Comparing PowerBI Data Models

What if someone has been using a specific version of my PowerBI desktop file, but they’ve modified it and it has stopped working? For a Tabular model, I’d compare the model definition to source control which will automatically highlight any changes.

Now that we can script out our PowerBI model, we can apply the same principles. Say, for example, I make a couple of changes to my sample PowerBI report and want to figure out how it has changed compared to a baseline script I exported previously.

The easiest option is to use a tool like Textpad – here you can compare two text documents and it will highlight any differences it finds between the two. For example, I changed the name of a table and removed a column, the text comparison highlights this change as below:

image

I can now be confident that if someone sends me a PBIX file, I can check to see if there are any data model changes without having to manually eyeball the two side by side. This alone is a huge leap forward in manageability of models.

The next step would be to add this file to an actual Source Control provider, such as Visual Studio Team Services. This tool is free for the first 5 users and can be used with Visual Studio 2015 Community Edition – which is also free!

Essentially you would add this exported script to your source control directory each time you updated the model.

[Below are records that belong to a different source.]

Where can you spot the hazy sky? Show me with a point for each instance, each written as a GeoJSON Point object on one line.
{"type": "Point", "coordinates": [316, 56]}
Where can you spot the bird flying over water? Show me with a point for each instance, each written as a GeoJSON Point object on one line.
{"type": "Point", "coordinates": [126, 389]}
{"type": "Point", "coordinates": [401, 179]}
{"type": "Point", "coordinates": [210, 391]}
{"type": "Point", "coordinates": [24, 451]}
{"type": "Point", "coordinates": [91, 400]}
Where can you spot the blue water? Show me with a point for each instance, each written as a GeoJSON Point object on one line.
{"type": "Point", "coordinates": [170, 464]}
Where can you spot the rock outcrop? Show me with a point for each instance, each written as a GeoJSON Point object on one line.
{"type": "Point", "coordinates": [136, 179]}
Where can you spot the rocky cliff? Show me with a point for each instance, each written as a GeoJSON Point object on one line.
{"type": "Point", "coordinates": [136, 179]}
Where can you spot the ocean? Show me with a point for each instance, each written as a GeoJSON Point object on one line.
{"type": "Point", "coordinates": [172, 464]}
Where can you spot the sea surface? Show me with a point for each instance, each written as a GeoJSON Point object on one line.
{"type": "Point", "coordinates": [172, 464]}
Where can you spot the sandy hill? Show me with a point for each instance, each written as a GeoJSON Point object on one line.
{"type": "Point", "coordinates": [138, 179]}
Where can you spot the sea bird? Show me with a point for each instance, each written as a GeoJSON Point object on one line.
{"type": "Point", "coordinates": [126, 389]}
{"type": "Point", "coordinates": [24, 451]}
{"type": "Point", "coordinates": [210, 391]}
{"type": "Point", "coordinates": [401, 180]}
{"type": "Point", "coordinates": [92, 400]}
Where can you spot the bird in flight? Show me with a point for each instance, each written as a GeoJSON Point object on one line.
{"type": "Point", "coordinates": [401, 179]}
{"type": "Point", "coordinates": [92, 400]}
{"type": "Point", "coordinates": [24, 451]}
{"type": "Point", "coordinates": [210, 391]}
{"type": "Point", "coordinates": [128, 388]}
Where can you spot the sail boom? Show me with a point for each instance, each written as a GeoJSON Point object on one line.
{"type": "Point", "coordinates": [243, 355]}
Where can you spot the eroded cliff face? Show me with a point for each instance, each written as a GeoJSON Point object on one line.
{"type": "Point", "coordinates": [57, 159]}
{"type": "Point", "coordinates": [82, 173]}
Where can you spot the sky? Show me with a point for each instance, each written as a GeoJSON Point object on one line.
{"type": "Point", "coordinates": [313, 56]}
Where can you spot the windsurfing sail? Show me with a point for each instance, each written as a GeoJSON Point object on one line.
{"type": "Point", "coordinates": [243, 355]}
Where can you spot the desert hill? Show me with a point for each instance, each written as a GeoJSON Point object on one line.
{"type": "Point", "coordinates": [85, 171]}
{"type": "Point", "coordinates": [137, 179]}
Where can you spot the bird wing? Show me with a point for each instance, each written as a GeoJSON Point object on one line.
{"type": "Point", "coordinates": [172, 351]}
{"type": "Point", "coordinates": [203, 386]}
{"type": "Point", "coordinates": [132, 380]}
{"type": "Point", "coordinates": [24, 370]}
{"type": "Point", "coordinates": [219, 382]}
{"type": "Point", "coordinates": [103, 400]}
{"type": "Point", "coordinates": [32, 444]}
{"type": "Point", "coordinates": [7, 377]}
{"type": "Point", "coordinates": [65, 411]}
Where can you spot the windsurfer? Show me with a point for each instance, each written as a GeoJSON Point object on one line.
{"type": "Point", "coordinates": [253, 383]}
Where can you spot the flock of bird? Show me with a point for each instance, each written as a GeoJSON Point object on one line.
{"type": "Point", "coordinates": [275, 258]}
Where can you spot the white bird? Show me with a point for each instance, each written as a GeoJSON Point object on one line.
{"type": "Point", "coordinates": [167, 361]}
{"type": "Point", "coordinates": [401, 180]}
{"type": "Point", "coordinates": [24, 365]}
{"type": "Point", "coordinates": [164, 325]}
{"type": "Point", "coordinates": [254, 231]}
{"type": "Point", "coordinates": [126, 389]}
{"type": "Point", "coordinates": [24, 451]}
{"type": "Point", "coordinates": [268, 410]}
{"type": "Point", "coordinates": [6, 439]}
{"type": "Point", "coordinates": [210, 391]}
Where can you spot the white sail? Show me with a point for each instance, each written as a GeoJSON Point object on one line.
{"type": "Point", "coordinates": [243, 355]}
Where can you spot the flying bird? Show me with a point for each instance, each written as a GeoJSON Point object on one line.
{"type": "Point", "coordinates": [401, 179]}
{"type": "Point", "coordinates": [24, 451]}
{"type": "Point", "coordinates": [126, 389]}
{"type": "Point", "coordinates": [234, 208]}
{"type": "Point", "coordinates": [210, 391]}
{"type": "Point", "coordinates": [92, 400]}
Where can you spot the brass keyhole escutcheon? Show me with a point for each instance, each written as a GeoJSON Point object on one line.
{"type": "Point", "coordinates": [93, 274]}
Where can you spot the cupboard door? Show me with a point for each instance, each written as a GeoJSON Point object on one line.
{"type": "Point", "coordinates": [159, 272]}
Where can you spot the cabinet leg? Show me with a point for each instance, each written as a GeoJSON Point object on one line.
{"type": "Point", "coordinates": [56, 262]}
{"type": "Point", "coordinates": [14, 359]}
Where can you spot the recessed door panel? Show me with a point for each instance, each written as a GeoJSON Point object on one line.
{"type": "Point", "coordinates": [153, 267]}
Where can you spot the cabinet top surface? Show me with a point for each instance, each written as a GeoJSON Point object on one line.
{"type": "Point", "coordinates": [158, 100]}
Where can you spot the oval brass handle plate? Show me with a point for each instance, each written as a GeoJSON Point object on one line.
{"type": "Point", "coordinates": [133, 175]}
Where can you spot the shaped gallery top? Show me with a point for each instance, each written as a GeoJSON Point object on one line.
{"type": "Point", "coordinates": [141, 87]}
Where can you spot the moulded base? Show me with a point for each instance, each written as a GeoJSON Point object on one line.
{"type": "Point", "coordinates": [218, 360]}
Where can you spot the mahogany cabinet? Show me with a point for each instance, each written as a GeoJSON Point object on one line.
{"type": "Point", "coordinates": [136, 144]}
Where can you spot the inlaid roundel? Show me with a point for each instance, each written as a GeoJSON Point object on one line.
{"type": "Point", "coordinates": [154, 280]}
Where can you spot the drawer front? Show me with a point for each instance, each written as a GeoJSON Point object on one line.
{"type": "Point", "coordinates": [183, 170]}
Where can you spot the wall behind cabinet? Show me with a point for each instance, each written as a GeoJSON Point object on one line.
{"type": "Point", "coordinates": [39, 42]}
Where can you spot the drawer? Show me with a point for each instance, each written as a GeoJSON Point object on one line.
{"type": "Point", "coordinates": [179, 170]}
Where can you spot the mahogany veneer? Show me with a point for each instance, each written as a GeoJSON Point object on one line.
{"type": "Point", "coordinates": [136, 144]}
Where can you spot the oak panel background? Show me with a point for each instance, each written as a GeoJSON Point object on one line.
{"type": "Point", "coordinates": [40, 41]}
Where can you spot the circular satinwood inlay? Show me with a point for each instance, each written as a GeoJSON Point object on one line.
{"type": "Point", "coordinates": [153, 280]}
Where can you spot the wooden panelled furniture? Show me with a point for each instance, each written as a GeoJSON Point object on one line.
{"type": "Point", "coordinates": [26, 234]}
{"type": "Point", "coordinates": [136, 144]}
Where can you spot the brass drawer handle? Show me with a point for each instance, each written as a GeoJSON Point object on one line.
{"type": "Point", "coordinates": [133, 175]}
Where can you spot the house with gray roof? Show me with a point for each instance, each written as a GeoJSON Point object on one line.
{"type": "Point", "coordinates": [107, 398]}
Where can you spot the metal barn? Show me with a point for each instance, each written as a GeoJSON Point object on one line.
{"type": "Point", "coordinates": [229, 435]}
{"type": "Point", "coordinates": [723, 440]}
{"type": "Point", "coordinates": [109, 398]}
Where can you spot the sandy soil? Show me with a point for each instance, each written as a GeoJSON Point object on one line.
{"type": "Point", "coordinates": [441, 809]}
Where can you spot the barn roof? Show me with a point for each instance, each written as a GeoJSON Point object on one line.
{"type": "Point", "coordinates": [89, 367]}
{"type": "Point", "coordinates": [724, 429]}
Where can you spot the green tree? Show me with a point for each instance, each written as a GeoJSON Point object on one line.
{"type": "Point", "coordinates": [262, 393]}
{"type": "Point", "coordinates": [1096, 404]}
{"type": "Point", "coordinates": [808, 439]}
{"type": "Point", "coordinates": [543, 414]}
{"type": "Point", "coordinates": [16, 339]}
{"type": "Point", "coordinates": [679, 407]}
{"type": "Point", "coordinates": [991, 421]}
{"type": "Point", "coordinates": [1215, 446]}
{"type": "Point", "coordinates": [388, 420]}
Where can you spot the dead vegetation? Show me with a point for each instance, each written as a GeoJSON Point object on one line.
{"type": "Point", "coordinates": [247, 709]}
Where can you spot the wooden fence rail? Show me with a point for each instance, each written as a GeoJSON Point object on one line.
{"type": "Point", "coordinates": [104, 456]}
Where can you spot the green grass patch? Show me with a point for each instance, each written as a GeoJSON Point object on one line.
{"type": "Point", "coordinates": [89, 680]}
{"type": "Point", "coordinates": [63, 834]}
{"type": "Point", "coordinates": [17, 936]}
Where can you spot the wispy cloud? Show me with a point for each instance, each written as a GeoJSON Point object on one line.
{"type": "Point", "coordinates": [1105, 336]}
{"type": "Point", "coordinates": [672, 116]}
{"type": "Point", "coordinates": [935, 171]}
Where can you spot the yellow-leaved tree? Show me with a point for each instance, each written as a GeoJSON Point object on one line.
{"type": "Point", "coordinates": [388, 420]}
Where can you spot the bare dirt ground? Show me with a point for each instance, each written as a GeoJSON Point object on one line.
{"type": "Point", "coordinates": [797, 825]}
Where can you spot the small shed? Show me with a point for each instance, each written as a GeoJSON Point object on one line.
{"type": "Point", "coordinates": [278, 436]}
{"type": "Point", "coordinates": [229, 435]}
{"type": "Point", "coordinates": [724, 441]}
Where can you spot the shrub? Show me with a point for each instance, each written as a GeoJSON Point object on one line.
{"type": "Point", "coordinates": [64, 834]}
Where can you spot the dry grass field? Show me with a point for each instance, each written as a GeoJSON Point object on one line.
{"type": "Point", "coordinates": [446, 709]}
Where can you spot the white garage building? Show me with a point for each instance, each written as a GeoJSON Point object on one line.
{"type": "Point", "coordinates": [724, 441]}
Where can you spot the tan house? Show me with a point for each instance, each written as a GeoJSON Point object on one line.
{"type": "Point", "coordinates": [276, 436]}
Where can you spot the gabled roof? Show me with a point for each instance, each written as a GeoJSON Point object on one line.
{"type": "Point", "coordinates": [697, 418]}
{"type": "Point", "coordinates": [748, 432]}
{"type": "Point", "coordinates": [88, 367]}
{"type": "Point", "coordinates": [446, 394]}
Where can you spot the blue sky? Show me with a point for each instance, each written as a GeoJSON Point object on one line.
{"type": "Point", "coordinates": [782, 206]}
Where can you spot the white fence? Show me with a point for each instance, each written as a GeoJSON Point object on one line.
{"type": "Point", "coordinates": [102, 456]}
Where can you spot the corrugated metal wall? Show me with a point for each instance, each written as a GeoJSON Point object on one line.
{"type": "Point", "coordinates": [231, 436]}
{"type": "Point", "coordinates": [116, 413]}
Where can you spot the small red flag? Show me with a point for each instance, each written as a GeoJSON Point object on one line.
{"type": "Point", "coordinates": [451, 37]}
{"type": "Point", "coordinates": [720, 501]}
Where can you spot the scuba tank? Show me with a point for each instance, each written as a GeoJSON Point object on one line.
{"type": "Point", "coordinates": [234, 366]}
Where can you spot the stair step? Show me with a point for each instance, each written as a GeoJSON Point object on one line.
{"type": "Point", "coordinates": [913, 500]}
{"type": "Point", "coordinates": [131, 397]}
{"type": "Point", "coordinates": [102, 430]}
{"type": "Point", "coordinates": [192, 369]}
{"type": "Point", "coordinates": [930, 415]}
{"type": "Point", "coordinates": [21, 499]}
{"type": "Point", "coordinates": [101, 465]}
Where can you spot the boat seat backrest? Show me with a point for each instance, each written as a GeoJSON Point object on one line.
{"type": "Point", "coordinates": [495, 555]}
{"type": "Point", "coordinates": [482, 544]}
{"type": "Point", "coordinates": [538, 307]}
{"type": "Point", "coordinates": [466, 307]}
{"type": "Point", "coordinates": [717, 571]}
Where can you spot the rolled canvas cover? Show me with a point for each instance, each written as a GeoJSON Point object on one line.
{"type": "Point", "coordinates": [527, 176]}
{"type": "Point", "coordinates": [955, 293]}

By checking in your new model, you can compare previous versions, much like with the TextPad editor above.

Final Thoughts

In the end, this isn’t real, true Source Control. If you make a mistake, you can only view what the previous configuration was, you cannot roll back code directly into your PowerBI model. It is, however, a step towards managing PowerBI with a bit more discipline and rigour.

I don’t see this as a huge drawback as rumours on the wind are hinting at larger steps in this direction coming with future releases. Let’s hope we’re not having to work around these problems for much longer!